A poster that Tan and his colleagues presented at ASCO GU this year added to the knowledge base by demonstrating that ctDNA positivity was associated with worse progression-free survival (PFS; time from treatment until disease worsening and death). Findings from this poster also demonstrated that non-clear cell ctDNA sheds significantly higher than non-clear cell RCC.

Tan went on to explain how ctDNA may be used to decide whether treatment should be intensified or deescalated in patients with kidney cancer. He provided an example of a 77-year-old patient of his with clear cell RCC that metastasized to her thyroid. She started treatment with Yervoy (ipilimumab) and Opdivo (nivolumab), but three weeks later she became highly symptomatic and began to deteriorate.

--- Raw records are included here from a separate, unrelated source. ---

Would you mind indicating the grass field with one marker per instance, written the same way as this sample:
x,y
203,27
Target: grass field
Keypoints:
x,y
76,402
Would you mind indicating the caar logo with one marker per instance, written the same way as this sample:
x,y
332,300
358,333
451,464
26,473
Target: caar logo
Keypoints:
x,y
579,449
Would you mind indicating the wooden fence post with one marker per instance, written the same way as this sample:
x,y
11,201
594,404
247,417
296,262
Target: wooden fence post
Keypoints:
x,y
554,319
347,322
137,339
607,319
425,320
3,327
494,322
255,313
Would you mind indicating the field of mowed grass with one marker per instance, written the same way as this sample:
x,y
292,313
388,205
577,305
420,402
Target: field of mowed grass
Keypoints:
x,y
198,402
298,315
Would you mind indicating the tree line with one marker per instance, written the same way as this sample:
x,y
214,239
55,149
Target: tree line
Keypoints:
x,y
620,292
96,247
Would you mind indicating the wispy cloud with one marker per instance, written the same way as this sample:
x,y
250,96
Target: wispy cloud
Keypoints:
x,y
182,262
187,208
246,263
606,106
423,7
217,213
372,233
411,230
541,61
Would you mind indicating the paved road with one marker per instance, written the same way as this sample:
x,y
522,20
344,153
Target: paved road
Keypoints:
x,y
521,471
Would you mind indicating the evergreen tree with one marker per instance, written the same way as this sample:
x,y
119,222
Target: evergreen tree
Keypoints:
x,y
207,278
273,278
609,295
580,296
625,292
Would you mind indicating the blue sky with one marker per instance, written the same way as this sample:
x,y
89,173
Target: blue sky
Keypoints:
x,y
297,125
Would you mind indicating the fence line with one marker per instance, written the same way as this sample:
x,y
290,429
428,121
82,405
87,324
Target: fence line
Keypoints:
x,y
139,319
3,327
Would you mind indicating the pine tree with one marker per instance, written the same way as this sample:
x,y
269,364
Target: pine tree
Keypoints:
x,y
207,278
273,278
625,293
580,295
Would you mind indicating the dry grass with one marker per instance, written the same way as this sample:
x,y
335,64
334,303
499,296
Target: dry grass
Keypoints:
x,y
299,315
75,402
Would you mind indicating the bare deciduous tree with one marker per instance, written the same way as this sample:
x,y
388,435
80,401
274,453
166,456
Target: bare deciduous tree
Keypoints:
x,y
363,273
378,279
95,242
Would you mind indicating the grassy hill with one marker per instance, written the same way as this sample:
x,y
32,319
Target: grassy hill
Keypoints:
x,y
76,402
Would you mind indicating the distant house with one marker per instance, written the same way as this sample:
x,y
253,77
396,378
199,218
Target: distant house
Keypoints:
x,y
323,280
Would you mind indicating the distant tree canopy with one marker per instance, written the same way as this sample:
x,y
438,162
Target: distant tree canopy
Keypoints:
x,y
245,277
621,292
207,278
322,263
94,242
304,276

“Eyeballing this patient, she was going to probably be at high risk of dying from her cancer if she didn’t have a next, so I made the decision to start on (Opdivo and Cabometyx [cabozantinib]),” Tan explained. “And pretty much immediately, we see that her calcium normalized a few weeks later.”

He added that he received a message from that patient saying how much better she was feeling after the treatment change. “She goes and has a deep molecular response and also a radiographic complete response,” Tan continued. “A year later, she’s left with a kidney mass that ends up being resected and being completely negative for any residual tumor. She had a complete pathologic response, and she has a (complete response [disappearance of all signs of cancer]) on scans and a molecular response. She is now off therapy and very grateful, and so is her family.”

Now, the focus has been shifted to improving the quality of life in patients with kidney cancer treated with immunotherapy plus TKI. But some studies have demonstrated that temporary discontinuation of TKIs may not impact survival, and Tan discussed whether this approach can be adopted in the immunotherapy/TKI era.

Findings from the Tide-A study, recently presented at ESMO, assessed 75 patients with clear cell RCC and measurable disease, although really high-risk patients were excluded from the study. Researchers aimed to determine whether deescalating the regimen of immunotherapy plus TKI can be done without harming patients. More than 72% of patients in this study who discontinued treatment with Inlyta (axitinib) were free from progression eight weeks later. Not only did this approach impact survival, but it also helped reduce the incidence of grade 1-3 side effects.

Tan noted that the FDA released guidance on incorporating ctDNA into clinical trials as a way to decide upon intensifying or deescalating treatment. He also recently presented a concept at the Alliance for Clinical Trials in Oncology on how to potentially use ctDNA to adapt intermittent immunotherapy/TKI treatment in patients with metastatic RCC.

“I think this will give patients more comfort that they're still being watched carefully, and upon molecular recurrence, they're able to restart their TKI treatment,” Tan said. “You may even argue that they could stop the immunotherapy as well. So, we would give an option to stop the immunotherapy at a year if they had a good response. If they actually were ctDNA negative at diagnosis, then I argue that these patients have a good prognosis to begin with, and maybe they can be followed with just imaging and have probably the best PFS.”